Thank you again for all of the advice and kind offers. This is a long term plan for us. We will be in Maine for 2007, then look to line up this move for 2008. Of course we will certainly line up a position from the States before the move. I used to be in international sales (an odd position where I would go to the prospect's site to help them write code) and Europe and the Middle East were my territories. So, I have spent a great deal of time there working. I reacall I did have some trouble adjusting to the Spanish and Italian work days. Lots of time off in the middle of the day, only to stay at work very late into the evening. By the time you had your 2 hour lunch, you were bushed for the afternoon/evening segment of the day.

I have worked (as a visiting American) in Sweden, Spain, France, Italy, Switzerland and Germany. I have only visited London. Your inputs echo my thoughts exactly on the transition. My idea is to work for a UK or Eire based tech consulting company. This is what I am doing right now in the States. I am doing projects on a consulting/staffing basis where I do Oracle/Java/JDBC/Stored Procedures, etc... etc... mostly for financial institutions since I'm located next to all of them. Speaking to resume experience, I have been programming since I was a child in 1982 (first program). I majored in Physics, with a concentration in computer science, developed software for several NASA missions while working for them (ACE, CLUSTER, FAST), and traveled to Bern, Switzerland to do a joint NASA/ESA project. From there, I have done a lot of software development... tons. Until the US market died in 2001 or so. Then, I was off doing the boats in the Caribbean and of course then chartering on this boat. Now, we need a cruising kitty, so it's back to programming since the market is returning. With that experience, I would imagine I could land a job for a London or EU based consulting company that sends consultants into various countries in the EU for Oracle projects (they last 3-12 mos usually).

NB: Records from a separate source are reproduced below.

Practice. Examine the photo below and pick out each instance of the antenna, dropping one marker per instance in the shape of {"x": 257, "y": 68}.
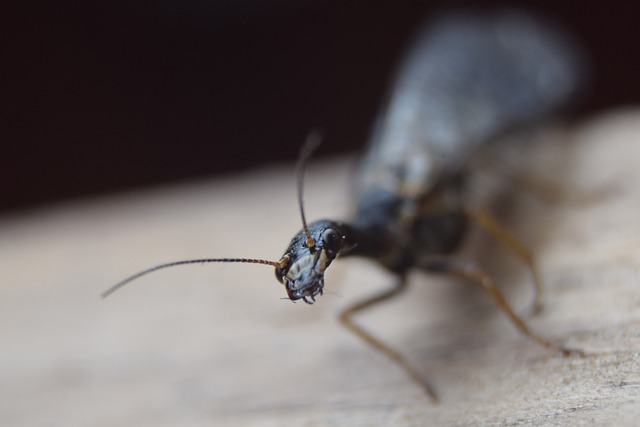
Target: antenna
{"x": 279, "y": 264}
{"x": 309, "y": 146}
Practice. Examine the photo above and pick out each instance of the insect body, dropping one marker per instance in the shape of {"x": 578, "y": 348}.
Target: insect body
{"x": 466, "y": 81}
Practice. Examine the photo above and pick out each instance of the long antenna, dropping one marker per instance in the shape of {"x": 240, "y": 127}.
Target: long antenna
{"x": 309, "y": 146}
{"x": 278, "y": 264}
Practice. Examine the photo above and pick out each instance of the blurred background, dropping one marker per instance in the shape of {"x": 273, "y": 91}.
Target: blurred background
{"x": 101, "y": 96}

This is the basic plan. As to the boat, we will pull her out and put her on the hard in Maine while spending those two years evaluating life in the EU vs life here. During that time, we'll save up our cruising kitty and see what to do. My thought is that we can always keep the boat back here in the States and take a couple years to do the Caribbean. We will have a much more valuable cruising kitty, assuming equal income in the EU vs the States, owing to the strong Euro.

(The dollar has nowhere to go but down.)

Anyway, after reading all of your helpful responses, the above is the plan. I wish it was sooner, but we plan to take it slowly and carefully evaluate the move and all of the tax implications, etc... It's a 2008 plan.

Thank you again for all of the thoughtful posts. I knew I could count on you guys to help me figure this out.